= Alexander Liebermann =

German-French composer of classical music

Alexander Liebermann (born 1989) is a German-French composer of classical music based in New York City. He is best known for transcribing birdsongs into musical notation and sharing them on social media. He incorporates bird calls into his classical music compositions, which have been performed around the world.
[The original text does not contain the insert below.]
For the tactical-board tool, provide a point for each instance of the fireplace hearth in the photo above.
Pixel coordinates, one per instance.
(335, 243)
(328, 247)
== Early life and education ==
Liebermann was educated at the Hochschule für Musik Hanns Eisler in Berlin before earning a master's degree at the Juilliard School in New York City. While a student at Juilliard, Liebermann wrote Rondeaux, a two-part composition inspired by French medieval poets Alain Chartier and Charles d'Orléans. He remained in New York after graduating Juilliard to obtain a doctorate in music theory and composition from the Manhattan School of Music, where his thesis on Czech pianist and composer Erwin Schulhoff was awarded the Saul Braverman Award in Music Theory.

== Career ==
While quarantining in Berlin during the COVID-19 pandemic, Liebermann began listening attentively to recordings of birdsongs online, transcribing them onto sheet music, and composing music that incorporates the bird calls. He describes birdsongs as "unpredictable, haunting... spine-tingling calls" that are themselves a form of music. His interest in integrating birdsongs into classical compositions began during a visit to Costa Rica in February 2020. Since beginning his musical study of birds, Lieberman has translated calls from many bird species into modern staff notation for sheet music, including the uirapuru, the common loon, the thrush nightingale, the white bellbird, the Chinese hwamei, the uguisu, the common peafowl, the oropendola, the cuckoo, and the Javan pied starling, among others.

In 2018, Liebermann was commissioned to compose a climate-themed melodrama for the Deutsche Oper Berlin. The work, titled Erwachen, turns on the experience of a young girl in the future as she reflects on her ancestors' failure to confront the threat of climate change. In 2022, he published his debut book, Birdsong: A Musical Field Guide.

When not composing his own music, Liebermann teaches at the Juilliard School.